Chi aveva supposto che il cammino di Maduro dovesse essere in discesa? Loro, per una volta tutti in coro, chavisti e antichavisti, locali e internazionali, per i motivi più diversi. Personalmente, ma per fortuna faccio un altro mestiere, se mi ero pronunciato, avevo messo in rilievo il troppo trionfalismo del chavismo, il non automatismo del passaggio dei voti da Chávez a Maduro, da tutti dato per scontato, l’abilità dell’opposizione del far proprio il discorso pubblico bolivariano per dire che avrebbero fatto le stesse cose ma meglio. Ma non scrivo questo post per farmi dire bravo per non essermi sommato al coro che preveggeva una passeggiata di Maduro per poi gridare al crollo per quella che resta una vittoria. Lo scrivo per sottolineare come il mainstream parta da “profezie che NON si autoavverano” per rovesciare completamente la realtà.

Se la copertura mediatica si fosse basata sull’incertezza di sostituire un leader carismatico e navigato come Chávez con un personaggio fino ad ora di secondo piano come Maduro allora adesso staremo parlando tutti di un risultato importante. O no?

Dicono… ma i sondaggi dicevano… oramai c’è una florida letteratura che i sondaggi dicono tutto e il contrario di tutto.
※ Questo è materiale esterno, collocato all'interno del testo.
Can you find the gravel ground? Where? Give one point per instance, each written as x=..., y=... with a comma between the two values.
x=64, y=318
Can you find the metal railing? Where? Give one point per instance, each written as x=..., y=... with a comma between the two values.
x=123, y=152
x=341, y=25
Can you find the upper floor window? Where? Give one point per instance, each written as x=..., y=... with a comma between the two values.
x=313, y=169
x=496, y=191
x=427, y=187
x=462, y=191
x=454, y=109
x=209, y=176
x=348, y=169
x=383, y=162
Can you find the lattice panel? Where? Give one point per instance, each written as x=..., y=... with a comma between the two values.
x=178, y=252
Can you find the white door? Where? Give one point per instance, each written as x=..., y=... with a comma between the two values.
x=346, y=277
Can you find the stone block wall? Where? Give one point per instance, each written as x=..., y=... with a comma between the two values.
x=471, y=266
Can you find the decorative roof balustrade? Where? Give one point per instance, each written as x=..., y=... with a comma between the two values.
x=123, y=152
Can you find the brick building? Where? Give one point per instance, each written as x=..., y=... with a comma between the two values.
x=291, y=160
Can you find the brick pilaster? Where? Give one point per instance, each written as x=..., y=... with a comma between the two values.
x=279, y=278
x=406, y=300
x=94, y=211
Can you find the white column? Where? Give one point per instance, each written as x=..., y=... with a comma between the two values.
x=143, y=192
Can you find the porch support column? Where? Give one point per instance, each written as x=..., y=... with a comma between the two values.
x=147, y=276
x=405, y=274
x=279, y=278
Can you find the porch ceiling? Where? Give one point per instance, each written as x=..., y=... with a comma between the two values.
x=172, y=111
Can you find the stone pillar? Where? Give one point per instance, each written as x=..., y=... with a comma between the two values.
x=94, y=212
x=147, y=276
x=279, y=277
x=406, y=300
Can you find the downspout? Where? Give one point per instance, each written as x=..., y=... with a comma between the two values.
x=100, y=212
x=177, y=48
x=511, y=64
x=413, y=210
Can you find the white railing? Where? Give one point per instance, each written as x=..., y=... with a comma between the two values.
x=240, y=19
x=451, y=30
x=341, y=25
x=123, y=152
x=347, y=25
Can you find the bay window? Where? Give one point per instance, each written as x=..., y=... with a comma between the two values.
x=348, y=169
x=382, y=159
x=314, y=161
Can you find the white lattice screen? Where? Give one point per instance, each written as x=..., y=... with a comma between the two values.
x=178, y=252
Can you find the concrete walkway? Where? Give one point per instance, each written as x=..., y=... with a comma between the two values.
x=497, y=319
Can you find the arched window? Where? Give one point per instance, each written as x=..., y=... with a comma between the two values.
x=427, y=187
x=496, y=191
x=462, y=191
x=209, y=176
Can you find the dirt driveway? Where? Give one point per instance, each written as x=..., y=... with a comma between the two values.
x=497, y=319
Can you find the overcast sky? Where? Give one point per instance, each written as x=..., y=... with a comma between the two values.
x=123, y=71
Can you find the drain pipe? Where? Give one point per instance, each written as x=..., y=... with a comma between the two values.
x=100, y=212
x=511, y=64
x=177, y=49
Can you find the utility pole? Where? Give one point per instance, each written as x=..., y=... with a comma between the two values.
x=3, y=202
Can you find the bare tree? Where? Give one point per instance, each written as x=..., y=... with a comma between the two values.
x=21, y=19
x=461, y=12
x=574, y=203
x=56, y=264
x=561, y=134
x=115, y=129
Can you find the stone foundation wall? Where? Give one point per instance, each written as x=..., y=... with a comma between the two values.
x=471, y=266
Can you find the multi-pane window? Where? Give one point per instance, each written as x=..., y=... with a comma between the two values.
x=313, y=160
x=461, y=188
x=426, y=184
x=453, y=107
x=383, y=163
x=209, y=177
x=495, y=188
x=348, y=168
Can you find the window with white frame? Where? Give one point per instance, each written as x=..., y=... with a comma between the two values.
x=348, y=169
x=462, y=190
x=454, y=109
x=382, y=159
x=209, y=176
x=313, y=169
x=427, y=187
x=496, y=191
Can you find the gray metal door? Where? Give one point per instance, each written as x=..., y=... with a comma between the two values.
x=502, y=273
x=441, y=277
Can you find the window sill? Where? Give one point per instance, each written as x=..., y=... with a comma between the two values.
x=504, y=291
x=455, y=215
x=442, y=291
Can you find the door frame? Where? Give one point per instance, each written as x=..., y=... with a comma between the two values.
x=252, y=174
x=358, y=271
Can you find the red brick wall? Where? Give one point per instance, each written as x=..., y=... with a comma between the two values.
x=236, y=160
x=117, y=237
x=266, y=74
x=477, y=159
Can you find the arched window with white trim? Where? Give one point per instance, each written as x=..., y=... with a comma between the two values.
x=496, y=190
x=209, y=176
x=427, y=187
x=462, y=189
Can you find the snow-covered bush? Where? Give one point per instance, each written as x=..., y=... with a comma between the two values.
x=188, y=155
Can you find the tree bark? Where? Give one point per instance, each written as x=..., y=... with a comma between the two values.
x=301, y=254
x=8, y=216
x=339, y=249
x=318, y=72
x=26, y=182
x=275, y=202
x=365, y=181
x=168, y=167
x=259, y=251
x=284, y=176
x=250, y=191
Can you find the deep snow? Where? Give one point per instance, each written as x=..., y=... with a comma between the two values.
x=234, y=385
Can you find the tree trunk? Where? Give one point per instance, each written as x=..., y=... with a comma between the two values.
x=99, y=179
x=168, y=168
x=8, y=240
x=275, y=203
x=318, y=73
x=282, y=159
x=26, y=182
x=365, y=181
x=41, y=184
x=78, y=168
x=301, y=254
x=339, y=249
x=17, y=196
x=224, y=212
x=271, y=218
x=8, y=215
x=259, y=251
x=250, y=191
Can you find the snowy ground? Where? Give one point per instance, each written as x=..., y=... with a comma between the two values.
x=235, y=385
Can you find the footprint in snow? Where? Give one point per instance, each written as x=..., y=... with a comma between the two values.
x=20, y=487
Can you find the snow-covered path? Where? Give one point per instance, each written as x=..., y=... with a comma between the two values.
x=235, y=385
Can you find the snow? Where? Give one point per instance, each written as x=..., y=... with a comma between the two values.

Lo stesso era successo -senza andare più indietro nel tempo- con le politiche italiane del 24 e 25 febbraio. Siccome i media avevano previsto da tempo un tracollo di Silvio Berlusconi il fatto che questo sia stato relativamente contenuto rispetto a sondaggi rivelatisi completamente infondati permette di oscurare il fatto che B. abbia perso sette milioni di voti. I conti poi, non venivano fatti col dato duro dei sette milioni di voti persi, ma col dato liquido del confronto con un’aspettativa infondata.

Chiamiamolo “risultato percepito”, per il quale ai numeri, partendo da altri numeri decisi a tavolino e completamente falsi, qualunque vittoria diventi sconfitta e viceversa. Ma non parlateci di rigore scientifico, o di etica del giornalismo, ciarlatani.